In rats, giving the peptide hexarelin under the skin for a week helped protect heart tissue from damage caused by a sudden return of calcium, but a single dose directly into the heart did not work. This protection didn't come from higher growth hormone or IGF‑1 levels, and the exact way it works is still unclear.

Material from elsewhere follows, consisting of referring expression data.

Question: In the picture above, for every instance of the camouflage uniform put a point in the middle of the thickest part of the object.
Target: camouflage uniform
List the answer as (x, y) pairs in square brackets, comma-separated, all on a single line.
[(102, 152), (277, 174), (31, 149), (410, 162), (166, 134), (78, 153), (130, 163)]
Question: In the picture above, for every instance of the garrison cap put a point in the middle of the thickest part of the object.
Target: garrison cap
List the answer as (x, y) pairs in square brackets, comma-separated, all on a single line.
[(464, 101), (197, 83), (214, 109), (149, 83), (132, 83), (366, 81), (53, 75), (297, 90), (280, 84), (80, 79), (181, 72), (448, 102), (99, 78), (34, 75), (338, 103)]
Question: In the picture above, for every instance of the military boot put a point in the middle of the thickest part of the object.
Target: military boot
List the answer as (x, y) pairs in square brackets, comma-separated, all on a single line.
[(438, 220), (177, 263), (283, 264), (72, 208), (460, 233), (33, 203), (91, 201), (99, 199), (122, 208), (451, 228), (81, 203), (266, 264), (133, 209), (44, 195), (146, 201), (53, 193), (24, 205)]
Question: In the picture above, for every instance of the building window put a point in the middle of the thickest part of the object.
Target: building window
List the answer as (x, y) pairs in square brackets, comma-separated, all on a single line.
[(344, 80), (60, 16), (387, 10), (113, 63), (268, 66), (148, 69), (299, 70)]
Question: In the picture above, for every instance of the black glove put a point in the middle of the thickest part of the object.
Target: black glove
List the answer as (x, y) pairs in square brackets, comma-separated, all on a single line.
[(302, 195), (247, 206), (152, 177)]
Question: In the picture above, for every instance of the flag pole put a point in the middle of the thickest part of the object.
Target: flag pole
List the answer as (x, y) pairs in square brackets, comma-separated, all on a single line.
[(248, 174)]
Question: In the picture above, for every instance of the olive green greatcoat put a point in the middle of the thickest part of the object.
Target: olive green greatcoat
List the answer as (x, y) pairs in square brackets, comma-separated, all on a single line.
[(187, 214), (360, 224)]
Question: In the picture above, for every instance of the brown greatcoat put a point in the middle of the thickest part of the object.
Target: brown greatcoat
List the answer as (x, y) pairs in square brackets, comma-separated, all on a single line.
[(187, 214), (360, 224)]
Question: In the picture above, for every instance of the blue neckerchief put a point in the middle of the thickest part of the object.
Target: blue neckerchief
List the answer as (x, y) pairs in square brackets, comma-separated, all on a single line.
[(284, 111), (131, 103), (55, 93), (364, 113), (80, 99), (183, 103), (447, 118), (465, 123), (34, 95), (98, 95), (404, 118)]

The effect of hexarelin, a potent synthetic growth hormone (GH)-secretagogue, and of human GH were studied on the mechanical and metabolic changes elicited by the calcium-paradox phenomenon in isolated rat hearts submitted to 5 min Ca(2+)-depletion followed by reperfusion with reintegrated Ca(2+)medium. Hexarelin, (80 microg kg(-1)s.c.) administered to normal male young rats for 3 and 7-day, time-dependently antagonized the sudden increase in resting tension of the isolated perfused hearts upon Ca(2+)-repletion. The beneficial effect of hexarelin was particularly evident in the 7-day treatment. In this instance, ventricular contraction peaked at 30 +/- 2 mmHg (controls, 76 +/- 7 mmHg) and the recovery of left ventricular developed pressure (LVDP) was two times higher (P<0.001) than that recorded in controls (LVDP, 29 +/- 2 mmHg). Moreover, the release of creatine kinase into the heart effluent during Ca(2+)-repletion was reduced by 40% (P<0.001) as compared to controls. The protecting activity of hexarelin against the damage induced by calcium-paradox in the heart was apparently divorced from any stimulation of the GH/insulin-like growth factor (IGF) axis, since plasma and heart concentrations of IGF-1 were similar to those measured in control rats. In contrast to hexarelin, administration of GH (400 microg kg(-1) s.c.) for 7 days did not affect the mechanical and metabolic manifestations of calcium-paradox in the perfused rat hearts. Hexarelin (8 microg ml(-1)) perfused for 60 min through the hearts in recirculating conditions did not modify heart contractility and failed to prevent ventricular hypercontractility developed on Ca(2+)-readmission. In conclusion, the mode of action of hexarelin in protecting the rat heart from calcium-paradox events is presently unknown; it would seem, however, that only prolonged exposure to hexarelin makes myocardial cells competent to maintain cytoplasmatic electrolyte balance and to control of Ca(2+)gain, two functions that are impaired during the 'calcium-paradox' phenomenon.